Boris Johnson’s premiership has reached an appropriately messy conclusion
There is no good reason to allow a wounded and rogue prime minister to stay in power a moment longer
Boris Johnson is famous for liking punchy three-word slogans, but the latest fashionable catchphrase “enough is enough” has been his undoing.
It became something of a chorus among Conservative MPs in recent days, and was deployed with devastating effect by Sajid Javid in his personal statement to the Commons. Around 35 ministerial resignations ago, so it feels longer than it is, Mr Javid reflected that he had given the prime minister the benefit of the doubt time and again, and loyally served twice in his government, but eventually the lies and confusions became too much for him. It struck a chord across Westminster.
Enough was enough for a “pile on” during the day, amounting to dozens of cabinet ministers, ministers of state, ministerial aides and backbenchers. A flow of formerly ardent fans, such as Kemi Badenoch, Lee Anderson and Jonathan Gullis, withdrew their support as the day dragged on. Even Priti Patel, for whom Mr Johnson once sacrificed an ethics adviser (it didn’t seem to hurt him), was rumoured to be siding with the rebels. With David Davis, Andrew Bridgen, Steve Baker and, in noises off, Nigel Farage calling on the prime minister to quit, the tumult could not be dismissed as a “Remoaner” plot. By the end of the afternoon even his own freshly minted chancellor, Nadhim Zahawi, was reportedly urging him to quit, a twist of Caligula-like proportions.

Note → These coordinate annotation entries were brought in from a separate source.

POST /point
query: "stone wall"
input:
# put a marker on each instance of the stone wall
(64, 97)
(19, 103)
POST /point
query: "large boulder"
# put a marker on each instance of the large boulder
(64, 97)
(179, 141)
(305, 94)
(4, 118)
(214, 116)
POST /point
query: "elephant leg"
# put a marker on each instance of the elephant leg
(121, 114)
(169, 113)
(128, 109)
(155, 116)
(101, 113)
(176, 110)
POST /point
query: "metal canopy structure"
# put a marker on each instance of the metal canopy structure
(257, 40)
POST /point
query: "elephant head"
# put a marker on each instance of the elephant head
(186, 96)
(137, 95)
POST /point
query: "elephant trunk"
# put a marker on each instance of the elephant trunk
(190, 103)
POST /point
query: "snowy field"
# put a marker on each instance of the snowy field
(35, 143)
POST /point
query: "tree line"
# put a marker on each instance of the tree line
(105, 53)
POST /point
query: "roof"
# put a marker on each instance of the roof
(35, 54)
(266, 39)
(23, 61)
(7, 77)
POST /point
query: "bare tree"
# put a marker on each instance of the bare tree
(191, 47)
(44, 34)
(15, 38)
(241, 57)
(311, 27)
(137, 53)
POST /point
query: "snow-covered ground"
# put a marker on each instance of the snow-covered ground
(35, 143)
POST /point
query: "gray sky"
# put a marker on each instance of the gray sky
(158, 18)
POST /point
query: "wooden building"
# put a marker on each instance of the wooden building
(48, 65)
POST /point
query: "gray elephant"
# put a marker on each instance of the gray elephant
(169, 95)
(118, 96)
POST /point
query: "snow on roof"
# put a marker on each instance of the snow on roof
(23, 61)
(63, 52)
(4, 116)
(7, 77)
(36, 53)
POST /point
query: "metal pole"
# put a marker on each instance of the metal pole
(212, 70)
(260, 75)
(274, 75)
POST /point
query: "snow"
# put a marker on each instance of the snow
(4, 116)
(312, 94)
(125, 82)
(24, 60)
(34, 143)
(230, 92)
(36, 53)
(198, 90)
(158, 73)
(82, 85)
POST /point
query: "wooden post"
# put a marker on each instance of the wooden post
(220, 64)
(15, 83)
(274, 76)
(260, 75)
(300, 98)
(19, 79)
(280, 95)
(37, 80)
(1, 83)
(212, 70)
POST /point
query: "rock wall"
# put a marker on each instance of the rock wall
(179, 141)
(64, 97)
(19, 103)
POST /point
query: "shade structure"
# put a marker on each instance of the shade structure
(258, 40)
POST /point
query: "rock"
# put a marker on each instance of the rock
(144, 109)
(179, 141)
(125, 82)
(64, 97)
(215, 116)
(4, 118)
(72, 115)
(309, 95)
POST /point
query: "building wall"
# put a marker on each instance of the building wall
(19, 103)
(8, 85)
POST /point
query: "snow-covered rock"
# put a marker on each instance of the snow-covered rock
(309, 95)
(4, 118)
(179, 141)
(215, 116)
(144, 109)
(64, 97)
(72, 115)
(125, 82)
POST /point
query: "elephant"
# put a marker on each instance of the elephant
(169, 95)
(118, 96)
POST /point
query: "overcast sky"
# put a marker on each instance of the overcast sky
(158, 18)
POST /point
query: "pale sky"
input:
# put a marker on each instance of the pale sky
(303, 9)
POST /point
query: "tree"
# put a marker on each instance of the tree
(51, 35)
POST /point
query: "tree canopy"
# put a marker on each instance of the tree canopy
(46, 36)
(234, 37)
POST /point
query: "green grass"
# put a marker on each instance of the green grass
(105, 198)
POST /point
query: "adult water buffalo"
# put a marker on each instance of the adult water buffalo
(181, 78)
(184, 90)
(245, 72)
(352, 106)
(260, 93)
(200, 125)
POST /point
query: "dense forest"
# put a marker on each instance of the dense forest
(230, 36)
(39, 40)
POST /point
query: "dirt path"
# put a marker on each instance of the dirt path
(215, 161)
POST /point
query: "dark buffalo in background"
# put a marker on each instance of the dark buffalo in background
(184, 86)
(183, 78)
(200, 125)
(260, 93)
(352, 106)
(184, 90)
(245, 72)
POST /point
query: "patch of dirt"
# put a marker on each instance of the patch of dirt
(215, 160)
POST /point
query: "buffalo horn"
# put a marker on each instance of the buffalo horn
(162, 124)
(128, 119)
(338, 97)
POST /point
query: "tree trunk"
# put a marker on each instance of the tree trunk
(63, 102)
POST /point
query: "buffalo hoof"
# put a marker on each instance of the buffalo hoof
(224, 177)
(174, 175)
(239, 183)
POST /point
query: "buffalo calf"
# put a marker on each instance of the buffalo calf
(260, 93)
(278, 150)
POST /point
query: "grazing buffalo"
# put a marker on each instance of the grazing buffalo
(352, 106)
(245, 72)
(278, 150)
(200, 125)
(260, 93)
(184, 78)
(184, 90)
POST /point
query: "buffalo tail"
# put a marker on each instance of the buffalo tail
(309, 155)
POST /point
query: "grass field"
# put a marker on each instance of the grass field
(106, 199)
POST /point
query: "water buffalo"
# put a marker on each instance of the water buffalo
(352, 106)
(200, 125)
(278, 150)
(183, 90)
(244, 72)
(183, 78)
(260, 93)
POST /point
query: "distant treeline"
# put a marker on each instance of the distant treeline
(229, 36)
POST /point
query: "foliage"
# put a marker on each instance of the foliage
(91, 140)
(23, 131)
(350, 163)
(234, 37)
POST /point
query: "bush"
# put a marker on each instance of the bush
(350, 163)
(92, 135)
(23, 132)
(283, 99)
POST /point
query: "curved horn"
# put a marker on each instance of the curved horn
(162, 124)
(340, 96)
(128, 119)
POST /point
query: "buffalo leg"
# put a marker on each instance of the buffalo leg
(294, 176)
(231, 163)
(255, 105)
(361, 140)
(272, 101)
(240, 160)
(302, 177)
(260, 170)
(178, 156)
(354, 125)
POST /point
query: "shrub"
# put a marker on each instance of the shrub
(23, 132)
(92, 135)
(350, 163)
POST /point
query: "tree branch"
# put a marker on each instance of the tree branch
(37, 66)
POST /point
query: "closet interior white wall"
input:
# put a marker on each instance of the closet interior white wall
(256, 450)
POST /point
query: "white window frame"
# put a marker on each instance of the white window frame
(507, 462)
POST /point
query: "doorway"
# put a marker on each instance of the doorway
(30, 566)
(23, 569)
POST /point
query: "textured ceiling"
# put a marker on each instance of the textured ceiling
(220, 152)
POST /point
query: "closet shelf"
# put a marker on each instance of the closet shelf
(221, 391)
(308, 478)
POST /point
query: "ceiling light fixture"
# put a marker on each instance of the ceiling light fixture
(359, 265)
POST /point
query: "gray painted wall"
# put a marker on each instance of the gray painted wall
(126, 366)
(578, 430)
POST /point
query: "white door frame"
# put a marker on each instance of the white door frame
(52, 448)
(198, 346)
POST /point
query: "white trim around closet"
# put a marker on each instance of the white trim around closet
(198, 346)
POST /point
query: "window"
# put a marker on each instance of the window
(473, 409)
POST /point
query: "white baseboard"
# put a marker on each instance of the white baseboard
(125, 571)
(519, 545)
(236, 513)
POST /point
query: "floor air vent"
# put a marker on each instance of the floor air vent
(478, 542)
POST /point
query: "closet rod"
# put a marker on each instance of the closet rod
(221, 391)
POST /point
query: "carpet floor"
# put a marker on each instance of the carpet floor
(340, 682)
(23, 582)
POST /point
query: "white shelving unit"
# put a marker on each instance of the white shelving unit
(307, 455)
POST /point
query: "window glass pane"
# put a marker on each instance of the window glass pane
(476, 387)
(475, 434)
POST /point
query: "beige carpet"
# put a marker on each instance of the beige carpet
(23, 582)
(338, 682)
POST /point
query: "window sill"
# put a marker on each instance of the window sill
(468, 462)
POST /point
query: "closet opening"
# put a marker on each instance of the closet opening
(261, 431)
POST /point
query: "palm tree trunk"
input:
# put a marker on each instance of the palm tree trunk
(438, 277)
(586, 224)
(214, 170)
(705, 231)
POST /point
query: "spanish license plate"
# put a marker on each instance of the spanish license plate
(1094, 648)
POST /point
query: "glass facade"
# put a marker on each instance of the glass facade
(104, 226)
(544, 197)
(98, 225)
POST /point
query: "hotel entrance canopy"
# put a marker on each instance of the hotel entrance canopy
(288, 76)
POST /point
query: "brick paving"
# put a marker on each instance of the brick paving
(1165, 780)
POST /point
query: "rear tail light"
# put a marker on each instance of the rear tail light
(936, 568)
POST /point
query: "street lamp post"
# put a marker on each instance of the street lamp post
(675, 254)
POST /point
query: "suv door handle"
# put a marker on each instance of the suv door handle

The 1922 Committee looks to be moving too slowly to be sure to evict the prime minister in time for the summer recess. Reaching that rubicon would grant Mr Johnson a precious window of opportunity to regain his poise and momentum – and pointlessly extend the agony. Sir Graham Brady, the chair of the committee, has made his representations, but Mr Johnson seems reluctant, as ever, to listen to advice, or even veiled threats.
A new vote of no confidence, which the prime minister will almost certainly lose, should not be long delayed. There is no good reason to allow a wounded and rogue prime minister to stay in power a moment longer. In an answer at the parliamentary liaison committee, the prime minister seemed to rule out appealing to the Queen for another dissolution of parliament and an early election, but there’s reason to fear he might try it on. He is not known for either keeping his word or respecting constitutional convention. To drag the monarch into politics would mark a final Trumpian dishonour to Mr Johnson’s shameful career.
The alternative to backbench rejection has always been to follow the partial precedent of the fall of Margaret Thatcher in 1990, and for the cabinet to prevail on Mr Johnson to go with dignity. They have dithered and delayed for too long, and Rishi Sunak and Mr Javid were right to break the deadlock. The chief whip, Chris Heaton-Harris, has a dual role in this respect, as he must also reflect the balance of opinion in the parliamentary party, but is personally loyal to his chief. In dribs and drabs, cabinet dissent is indeed what happened during the day, either through public resignations or private advice. Faced with the collapse of the cabinet itself, and government through the strike by dozens of ministers, even Mr Johnson should admit the game is up. He cannot spend the summer concentrating on economic growth, his preferred outcome, with half of his ministers and no parliamentary base.
And so the nasty, brutish and short premiership of Boris Johnson draws to its appropriately messy conclusion. Framed entirely by Brexit and Covid, it was also one of the strangest of modern administrations, comparable only with the wartime governments of Lloyd George and Winston Churchill for its focus on existential threats. Contrary to his propaganda, neither of these transcendent emergencies was well managed, and the divisions created by the Johnson government represent a toxic legacy. Partygate devalues the vaccine rollout; Brexit devalues everything else. It was a chaotic, amoral administration. The sooner the prime minister goes off to make some money the better. It won’t be long now.